Purple cabbage is a pure natural healthy fruit and vegetable with very high nutrition. It is a low-fat crude fiber food with high anthocyanin content and high nutrition. It is rich in folic acid tablets. The cooking method of purple cabbage is relatively simple, only frying and cold compress. However, purple cabbage feels harder than ordinary cabbage, so many people think that cold-applied purple cabbage must be blanched.
However, some people say that cold purple cabbage can be eaten directly raw, and all kinds of nutrients and delicacies will not be lost. Some people say that cold purple cabbage can be blanched, which can remove pesticide residues. Purple food contains procyanidins, and so does purple cabbage. The nutrients contained are basically water-soluble, which makes most of the nutrients flow out after blanching. No one knows whether the cold purple cabbage is eaten raw or boiled. No wonder it tastes bad. The following is a processing method of cold purple cabbage, which is not black, crisp and delicious.
The first recipe: cold purple cabbage Ingredients: 400g of purple cabbage, 4 dried peppers, 6 cloves of garlic seasoning: 2g of salt, soy sauce 10g, vinegar 10g, oil consumption 10g, sesame oil.
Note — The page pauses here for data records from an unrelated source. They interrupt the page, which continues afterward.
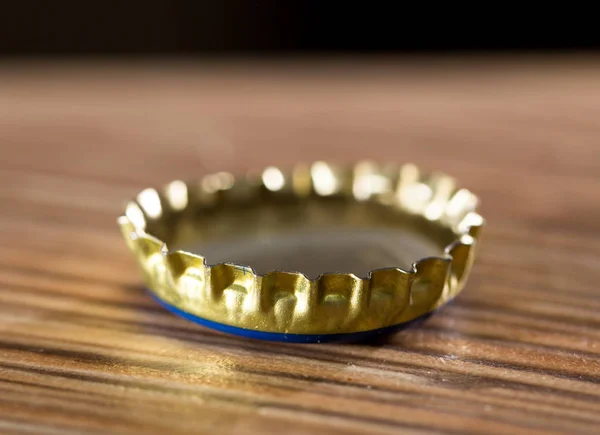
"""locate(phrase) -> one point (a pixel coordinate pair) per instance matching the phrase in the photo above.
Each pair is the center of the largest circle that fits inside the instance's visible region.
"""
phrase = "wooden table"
(84, 350)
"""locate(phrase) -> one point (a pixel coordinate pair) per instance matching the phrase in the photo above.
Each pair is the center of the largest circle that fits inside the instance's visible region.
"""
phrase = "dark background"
(279, 27)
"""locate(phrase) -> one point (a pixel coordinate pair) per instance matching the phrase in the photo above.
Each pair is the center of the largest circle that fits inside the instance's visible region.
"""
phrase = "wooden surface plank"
(84, 350)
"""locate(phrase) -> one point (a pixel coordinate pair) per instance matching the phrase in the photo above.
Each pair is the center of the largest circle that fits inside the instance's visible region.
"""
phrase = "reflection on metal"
(314, 195)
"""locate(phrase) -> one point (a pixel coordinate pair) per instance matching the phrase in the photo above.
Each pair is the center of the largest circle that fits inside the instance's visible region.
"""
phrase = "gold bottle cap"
(287, 305)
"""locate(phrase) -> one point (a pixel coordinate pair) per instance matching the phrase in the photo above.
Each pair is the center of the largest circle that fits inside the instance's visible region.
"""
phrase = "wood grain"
(84, 350)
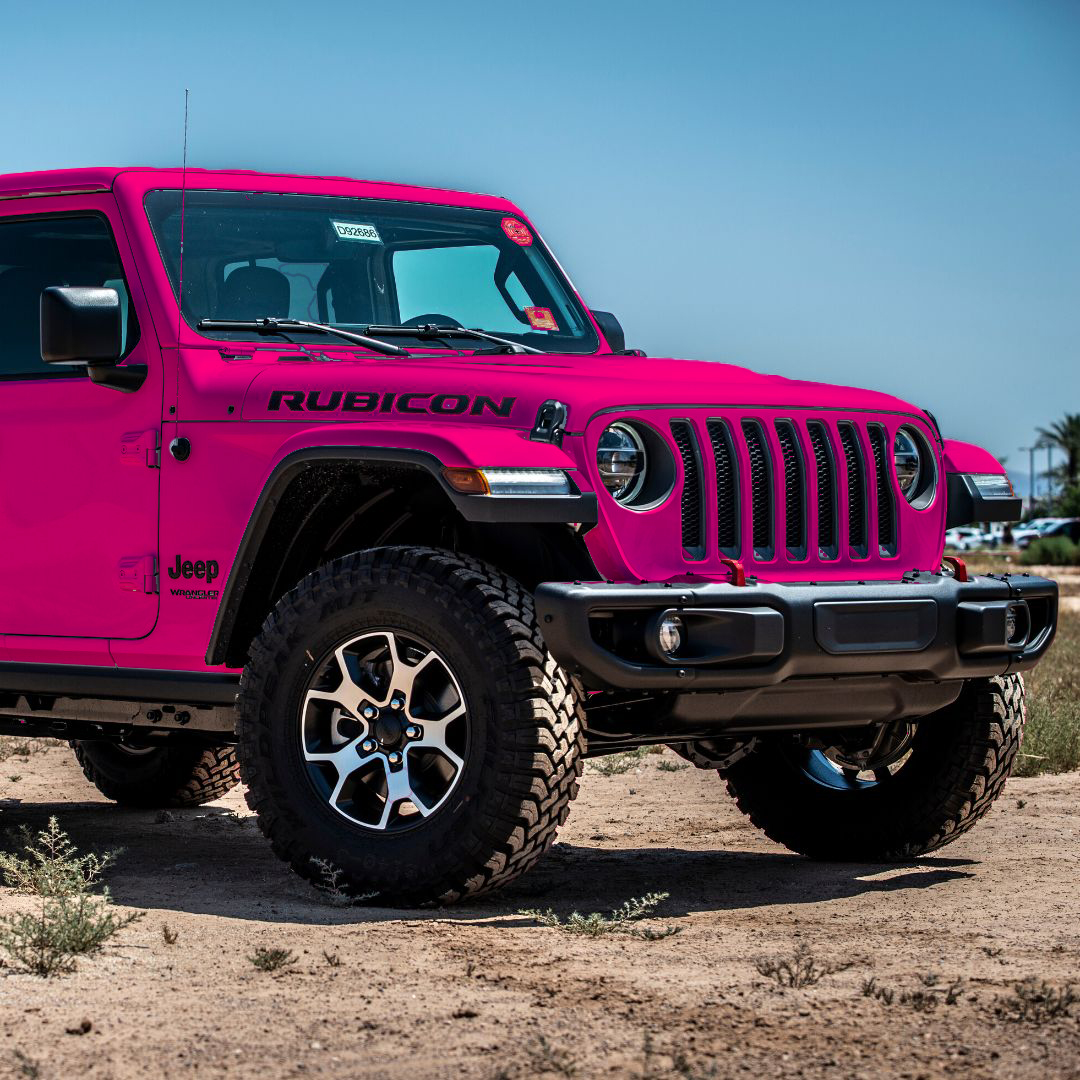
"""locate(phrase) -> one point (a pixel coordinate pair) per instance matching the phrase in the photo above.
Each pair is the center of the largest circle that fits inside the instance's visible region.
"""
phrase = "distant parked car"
(963, 538)
(1033, 528)
(1063, 527)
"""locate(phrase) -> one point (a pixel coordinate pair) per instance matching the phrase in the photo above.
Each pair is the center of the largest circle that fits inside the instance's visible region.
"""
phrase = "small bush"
(272, 959)
(666, 766)
(16, 746)
(620, 921)
(50, 864)
(1052, 551)
(615, 765)
(1036, 1001)
(46, 943)
(1052, 733)
(799, 968)
(71, 920)
(331, 887)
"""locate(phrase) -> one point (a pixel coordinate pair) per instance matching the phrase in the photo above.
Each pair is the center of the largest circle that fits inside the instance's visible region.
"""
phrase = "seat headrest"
(254, 293)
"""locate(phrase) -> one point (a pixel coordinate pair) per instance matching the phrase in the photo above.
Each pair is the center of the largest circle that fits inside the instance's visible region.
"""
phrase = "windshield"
(356, 262)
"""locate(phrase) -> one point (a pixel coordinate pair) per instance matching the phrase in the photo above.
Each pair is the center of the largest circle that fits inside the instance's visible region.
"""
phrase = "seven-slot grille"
(752, 466)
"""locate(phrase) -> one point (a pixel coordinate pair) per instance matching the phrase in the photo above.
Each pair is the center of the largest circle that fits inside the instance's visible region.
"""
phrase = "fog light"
(670, 634)
(1016, 624)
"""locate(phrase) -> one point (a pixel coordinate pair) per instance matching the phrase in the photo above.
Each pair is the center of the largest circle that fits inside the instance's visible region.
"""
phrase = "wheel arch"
(324, 501)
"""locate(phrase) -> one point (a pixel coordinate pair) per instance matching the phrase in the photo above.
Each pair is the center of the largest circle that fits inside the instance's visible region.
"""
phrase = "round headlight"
(620, 458)
(907, 461)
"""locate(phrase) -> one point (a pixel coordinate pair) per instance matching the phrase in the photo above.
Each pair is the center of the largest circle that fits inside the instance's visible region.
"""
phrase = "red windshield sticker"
(541, 319)
(517, 231)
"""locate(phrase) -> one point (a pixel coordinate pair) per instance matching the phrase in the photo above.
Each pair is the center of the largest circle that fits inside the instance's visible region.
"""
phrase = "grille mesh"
(887, 510)
(760, 488)
(753, 468)
(856, 488)
(727, 487)
(693, 530)
(795, 528)
(826, 489)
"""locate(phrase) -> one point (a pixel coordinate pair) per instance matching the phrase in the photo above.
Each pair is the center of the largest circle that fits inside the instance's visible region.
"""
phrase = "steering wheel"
(432, 318)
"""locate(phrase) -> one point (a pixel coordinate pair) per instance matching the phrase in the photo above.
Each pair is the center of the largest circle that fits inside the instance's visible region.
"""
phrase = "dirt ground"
(481, 990)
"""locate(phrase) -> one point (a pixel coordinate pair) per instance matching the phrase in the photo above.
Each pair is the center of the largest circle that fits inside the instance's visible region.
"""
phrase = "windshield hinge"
(142, 448)
(551, 422)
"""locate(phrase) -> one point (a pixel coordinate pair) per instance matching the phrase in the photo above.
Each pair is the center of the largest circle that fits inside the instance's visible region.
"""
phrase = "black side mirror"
(611, 329)
(81, 326)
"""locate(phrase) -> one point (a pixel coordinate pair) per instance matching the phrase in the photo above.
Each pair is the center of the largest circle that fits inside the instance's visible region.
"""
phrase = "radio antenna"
(184, 199)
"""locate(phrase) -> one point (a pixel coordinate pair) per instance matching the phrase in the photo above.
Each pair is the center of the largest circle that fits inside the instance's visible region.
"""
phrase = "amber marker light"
(467, 481)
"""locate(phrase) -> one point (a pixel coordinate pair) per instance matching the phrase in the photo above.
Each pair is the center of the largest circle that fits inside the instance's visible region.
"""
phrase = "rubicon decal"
(370, 401)
(207, 569)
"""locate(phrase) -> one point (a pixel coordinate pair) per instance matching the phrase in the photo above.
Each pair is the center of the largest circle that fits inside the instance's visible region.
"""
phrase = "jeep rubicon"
(339, 488)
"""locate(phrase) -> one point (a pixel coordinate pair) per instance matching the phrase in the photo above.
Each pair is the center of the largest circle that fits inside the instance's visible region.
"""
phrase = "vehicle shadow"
(211, 861)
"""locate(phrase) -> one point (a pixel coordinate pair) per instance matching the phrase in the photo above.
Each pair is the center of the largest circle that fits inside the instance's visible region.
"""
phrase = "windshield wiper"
(279, 325)
(428, 331)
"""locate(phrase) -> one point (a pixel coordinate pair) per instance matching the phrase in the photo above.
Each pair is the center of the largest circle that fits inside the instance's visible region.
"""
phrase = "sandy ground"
(480, 990)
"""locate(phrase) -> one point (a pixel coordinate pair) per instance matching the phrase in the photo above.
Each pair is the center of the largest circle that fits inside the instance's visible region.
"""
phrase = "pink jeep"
(383, 520)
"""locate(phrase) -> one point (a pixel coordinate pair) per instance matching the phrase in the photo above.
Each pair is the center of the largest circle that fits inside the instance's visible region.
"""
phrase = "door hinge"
(142, 448)
(138, 574)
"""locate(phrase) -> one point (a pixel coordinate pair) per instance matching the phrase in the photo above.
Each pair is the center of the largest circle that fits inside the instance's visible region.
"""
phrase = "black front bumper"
(927, 626)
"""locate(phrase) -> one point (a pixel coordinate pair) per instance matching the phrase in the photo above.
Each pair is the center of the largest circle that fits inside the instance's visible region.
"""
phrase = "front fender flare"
(577, 508)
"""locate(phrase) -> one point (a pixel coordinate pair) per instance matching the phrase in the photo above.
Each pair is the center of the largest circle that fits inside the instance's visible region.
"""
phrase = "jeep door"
(78, 461)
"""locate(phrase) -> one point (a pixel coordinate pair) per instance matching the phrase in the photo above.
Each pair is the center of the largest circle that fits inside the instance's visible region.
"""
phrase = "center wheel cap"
(389, 729)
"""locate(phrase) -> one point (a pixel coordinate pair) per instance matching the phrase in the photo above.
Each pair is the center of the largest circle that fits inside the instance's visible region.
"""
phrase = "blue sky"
(881, 193)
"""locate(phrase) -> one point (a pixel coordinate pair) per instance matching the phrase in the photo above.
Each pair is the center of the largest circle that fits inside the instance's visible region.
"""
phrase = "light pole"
(1030, 472)
(1049, 447)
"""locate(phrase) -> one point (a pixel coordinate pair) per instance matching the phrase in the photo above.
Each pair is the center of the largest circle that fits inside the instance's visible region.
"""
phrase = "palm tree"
(1065, 434)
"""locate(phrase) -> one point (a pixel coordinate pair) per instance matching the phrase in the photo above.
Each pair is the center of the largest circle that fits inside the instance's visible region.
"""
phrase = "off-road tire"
(178, 774)
(525, 755)
(960, 759)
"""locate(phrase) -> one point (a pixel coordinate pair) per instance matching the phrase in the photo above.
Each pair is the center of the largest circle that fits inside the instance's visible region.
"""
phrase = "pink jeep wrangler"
(339, 487)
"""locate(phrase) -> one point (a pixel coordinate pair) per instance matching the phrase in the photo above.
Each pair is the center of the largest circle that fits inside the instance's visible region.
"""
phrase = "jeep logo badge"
(205, 569)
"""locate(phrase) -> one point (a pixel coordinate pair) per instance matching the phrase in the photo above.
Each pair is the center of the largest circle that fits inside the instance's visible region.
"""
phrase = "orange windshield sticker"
(541, 319)
(517, 231)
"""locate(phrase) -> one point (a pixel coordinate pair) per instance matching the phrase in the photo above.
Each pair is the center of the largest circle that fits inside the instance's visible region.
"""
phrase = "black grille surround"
(693, 508)
(795, 495)
(760, 481)
(727, 488)
(856, 488)
(886, 505)
(825, 466)
(802, 495)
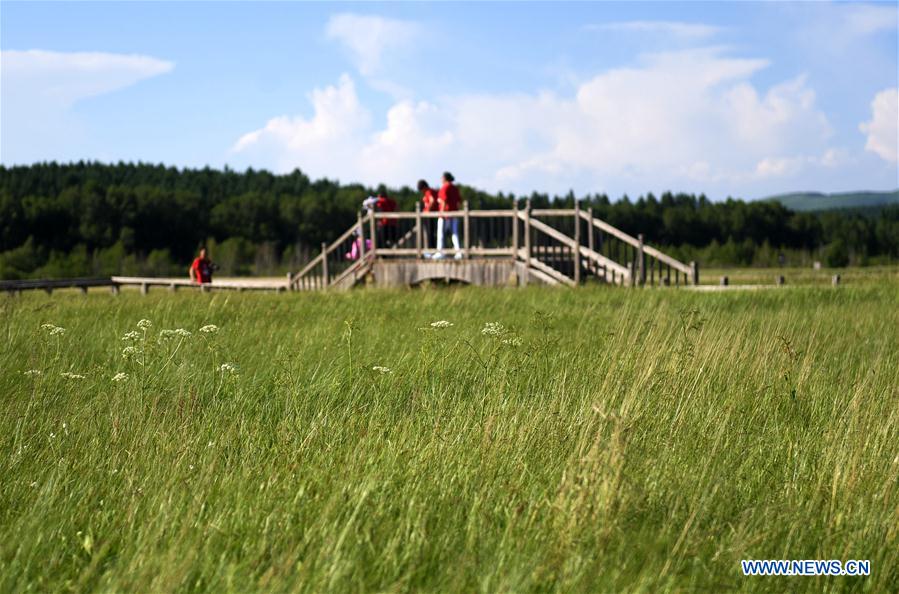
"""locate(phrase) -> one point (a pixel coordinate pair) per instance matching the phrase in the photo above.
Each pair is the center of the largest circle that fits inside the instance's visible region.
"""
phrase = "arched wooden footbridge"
(496, 248)
(512, 247)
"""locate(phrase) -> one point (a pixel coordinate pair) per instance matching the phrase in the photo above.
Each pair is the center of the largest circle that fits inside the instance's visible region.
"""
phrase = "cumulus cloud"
(687, 119)
(682, 30)
(325, 143)
(883, 128)
(65, 77)
(39, 88)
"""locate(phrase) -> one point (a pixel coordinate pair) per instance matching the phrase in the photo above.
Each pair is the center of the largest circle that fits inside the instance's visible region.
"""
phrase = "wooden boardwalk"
(496, 248)
(515, 247)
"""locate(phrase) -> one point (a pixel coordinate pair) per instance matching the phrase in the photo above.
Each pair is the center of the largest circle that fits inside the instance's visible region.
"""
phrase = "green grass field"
(600, 440)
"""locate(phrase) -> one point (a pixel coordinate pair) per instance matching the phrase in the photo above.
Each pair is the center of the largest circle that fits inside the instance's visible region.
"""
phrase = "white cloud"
(883, 129)
(688, 120)
(61, 78)
(325, 143)
(39, 88)
(677, 29)
(368, 38)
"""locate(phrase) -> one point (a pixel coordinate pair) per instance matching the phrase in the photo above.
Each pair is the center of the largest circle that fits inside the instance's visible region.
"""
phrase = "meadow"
(590, 440)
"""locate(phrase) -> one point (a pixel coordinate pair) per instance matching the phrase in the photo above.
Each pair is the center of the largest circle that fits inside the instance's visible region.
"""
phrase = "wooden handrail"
(548, 270)
(649, 250)
(557, 235)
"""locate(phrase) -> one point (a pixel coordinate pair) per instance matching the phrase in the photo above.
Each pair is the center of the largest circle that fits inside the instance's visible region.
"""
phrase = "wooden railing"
(567, 246)
(114, 283)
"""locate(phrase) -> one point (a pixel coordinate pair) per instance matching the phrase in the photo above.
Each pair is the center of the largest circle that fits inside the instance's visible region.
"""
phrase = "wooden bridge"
(497, 248)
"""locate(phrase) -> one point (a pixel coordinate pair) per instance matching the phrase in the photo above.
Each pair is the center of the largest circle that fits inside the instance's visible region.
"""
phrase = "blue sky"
(741, 99)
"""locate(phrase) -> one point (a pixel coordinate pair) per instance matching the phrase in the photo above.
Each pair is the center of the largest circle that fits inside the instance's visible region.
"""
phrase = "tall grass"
(599, 440)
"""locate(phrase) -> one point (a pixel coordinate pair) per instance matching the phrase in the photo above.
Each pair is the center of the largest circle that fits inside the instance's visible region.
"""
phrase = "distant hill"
(816, 201)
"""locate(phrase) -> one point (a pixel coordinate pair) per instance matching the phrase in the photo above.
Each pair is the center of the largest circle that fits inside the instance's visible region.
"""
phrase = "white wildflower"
(169, 334)
(493, 329)
(53, 329)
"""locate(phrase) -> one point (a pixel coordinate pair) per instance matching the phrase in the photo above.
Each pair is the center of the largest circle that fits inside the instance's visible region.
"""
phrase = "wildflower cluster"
(499, 332)
(53, 330)
(493, 329)
(177, 332)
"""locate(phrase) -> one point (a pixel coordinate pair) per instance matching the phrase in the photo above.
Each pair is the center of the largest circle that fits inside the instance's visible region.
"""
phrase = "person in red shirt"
(428, 204)
(201, 269)
(448, 201)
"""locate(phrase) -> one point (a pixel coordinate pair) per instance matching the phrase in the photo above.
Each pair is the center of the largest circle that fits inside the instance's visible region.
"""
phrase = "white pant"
(453, 225)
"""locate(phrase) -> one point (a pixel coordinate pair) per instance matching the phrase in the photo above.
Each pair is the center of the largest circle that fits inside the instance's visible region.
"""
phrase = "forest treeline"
(85, 219)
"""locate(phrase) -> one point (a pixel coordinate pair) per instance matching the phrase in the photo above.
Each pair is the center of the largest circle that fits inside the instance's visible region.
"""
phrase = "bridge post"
(418, 230)
(641, 260)
(515, 229)
(527, 241)
(324, 265)
(577, 242)
(374, 236)
(466, 242)
(361, 237)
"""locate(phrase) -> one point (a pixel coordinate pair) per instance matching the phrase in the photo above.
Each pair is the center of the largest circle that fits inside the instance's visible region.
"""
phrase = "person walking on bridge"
(448, 201)
(201, 269)
(428, 204)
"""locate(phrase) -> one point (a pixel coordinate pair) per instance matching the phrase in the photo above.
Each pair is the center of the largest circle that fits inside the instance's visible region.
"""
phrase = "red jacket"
(202, 270)
(429, 201)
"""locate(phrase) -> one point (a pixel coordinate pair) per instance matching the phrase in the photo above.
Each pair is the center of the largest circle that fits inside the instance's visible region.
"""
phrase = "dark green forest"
(86, 219)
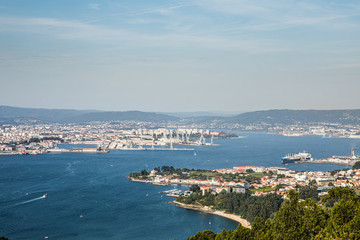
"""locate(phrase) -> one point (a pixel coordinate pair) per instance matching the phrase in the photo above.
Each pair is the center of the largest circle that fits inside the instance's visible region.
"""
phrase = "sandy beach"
(234, 217)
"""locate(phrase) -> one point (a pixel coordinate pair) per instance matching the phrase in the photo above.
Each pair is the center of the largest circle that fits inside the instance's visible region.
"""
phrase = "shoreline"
(234, 217)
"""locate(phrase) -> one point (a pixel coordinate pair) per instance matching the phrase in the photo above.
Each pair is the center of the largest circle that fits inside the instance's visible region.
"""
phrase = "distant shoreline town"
(262, 180)
(39, 139)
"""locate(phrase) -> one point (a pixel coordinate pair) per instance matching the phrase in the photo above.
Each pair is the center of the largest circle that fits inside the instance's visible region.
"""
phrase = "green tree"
(309, 191)
(298, 219)
(194, 188)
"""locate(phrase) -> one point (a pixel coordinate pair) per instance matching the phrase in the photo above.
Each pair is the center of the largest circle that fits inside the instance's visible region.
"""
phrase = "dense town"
(260, 180)
(38, 139)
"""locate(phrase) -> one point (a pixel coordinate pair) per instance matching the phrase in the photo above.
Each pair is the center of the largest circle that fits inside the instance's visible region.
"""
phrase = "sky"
(180, 56)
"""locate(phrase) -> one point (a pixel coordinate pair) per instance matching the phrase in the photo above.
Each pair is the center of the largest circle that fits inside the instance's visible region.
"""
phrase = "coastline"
(234, 217)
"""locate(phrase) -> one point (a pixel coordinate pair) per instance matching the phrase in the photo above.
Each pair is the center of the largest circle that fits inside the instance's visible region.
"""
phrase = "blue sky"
(213, 55)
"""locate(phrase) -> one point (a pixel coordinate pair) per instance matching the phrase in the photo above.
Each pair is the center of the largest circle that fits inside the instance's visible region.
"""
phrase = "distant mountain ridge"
(12, 115)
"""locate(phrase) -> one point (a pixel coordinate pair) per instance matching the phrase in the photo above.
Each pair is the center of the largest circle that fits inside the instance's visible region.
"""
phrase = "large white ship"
(293, 158)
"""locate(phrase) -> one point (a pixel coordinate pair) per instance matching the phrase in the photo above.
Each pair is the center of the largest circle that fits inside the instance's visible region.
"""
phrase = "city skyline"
(180, 56)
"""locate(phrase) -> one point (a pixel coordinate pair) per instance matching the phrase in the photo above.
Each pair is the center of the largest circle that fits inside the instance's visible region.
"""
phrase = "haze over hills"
(11, 115)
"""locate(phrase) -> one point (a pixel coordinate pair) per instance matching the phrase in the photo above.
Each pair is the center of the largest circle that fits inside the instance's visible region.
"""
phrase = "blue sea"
(90, 197)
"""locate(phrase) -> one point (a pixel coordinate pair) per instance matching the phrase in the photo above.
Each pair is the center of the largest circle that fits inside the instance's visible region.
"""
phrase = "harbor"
(304, 157)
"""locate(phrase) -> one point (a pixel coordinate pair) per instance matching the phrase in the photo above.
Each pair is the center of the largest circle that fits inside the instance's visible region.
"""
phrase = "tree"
(309, 191)
(298, 219)
(194, 188)
(357, 165)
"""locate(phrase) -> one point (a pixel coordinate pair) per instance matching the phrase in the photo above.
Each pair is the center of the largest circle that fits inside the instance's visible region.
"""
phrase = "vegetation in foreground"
(336, 216)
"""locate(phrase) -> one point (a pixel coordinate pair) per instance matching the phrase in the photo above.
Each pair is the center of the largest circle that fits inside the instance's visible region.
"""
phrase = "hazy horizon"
(180, 56)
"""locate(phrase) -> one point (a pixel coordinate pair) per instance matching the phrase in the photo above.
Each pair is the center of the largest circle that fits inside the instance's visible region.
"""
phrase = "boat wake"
(31, 200)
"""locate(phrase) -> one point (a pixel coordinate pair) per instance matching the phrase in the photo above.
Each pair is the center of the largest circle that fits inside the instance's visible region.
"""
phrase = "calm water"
(89, 196)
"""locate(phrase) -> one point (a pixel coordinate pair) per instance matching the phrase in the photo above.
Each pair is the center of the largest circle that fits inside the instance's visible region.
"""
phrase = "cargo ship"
(297, 157)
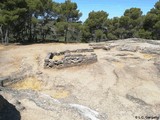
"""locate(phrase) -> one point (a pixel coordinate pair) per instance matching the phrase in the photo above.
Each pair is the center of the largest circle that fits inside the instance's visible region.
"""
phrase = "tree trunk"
(1, 34)
(66, 33)
(6, 41)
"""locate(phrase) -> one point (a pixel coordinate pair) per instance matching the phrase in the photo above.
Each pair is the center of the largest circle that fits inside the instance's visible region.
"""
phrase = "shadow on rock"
(8, 111)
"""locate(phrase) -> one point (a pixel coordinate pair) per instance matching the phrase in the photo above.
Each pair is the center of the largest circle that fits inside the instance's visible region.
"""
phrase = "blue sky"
(115, 8)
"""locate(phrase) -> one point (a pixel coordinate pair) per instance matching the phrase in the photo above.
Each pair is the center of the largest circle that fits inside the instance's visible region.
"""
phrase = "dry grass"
(28, 83)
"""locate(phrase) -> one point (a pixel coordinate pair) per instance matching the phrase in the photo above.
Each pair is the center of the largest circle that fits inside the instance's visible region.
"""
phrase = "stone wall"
(70, 58)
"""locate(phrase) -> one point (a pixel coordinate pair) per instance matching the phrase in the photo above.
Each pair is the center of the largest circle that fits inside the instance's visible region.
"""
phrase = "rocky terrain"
(124, 83)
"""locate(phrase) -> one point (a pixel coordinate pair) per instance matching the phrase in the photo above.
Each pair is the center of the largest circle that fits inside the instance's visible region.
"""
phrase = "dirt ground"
(121, 85)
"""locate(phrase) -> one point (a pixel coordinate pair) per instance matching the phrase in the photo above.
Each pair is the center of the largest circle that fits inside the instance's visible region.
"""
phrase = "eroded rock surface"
(122, 84)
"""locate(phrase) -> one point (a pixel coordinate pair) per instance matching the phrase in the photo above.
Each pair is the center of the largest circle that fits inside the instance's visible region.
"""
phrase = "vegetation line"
(33, 21)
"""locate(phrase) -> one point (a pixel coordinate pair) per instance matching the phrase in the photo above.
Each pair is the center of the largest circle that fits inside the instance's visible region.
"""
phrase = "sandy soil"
(119, 86)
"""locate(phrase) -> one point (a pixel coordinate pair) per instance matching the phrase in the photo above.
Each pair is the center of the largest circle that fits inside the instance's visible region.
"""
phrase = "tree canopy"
(45, 20)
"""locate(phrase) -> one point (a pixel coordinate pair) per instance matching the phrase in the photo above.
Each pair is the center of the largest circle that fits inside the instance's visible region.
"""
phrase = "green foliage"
(43, 20)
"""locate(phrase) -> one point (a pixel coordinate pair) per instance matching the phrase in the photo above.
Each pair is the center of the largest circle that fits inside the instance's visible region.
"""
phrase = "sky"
(115, 8)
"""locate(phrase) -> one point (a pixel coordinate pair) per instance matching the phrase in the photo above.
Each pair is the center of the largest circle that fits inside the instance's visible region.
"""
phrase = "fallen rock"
(128, 48)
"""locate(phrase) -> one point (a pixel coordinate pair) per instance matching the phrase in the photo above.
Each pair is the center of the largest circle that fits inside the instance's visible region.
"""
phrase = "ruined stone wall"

The correct method: tear the purple cabbage into pieces and clean it.
Step 2, put water in the pot, turn off the fire after boiling, and put the purple cabbage in boiling water 15 seconds. Hurry up and put it in cold water. Salt, soy sauce, vinegar, oil consumption and sesame oil are put into a seasoning bowl. Shred purple cabbage, chop garlic, put in a bowl and pour in seasoning. Stir-fry the peppers and pour them into a bowl. Just mixing.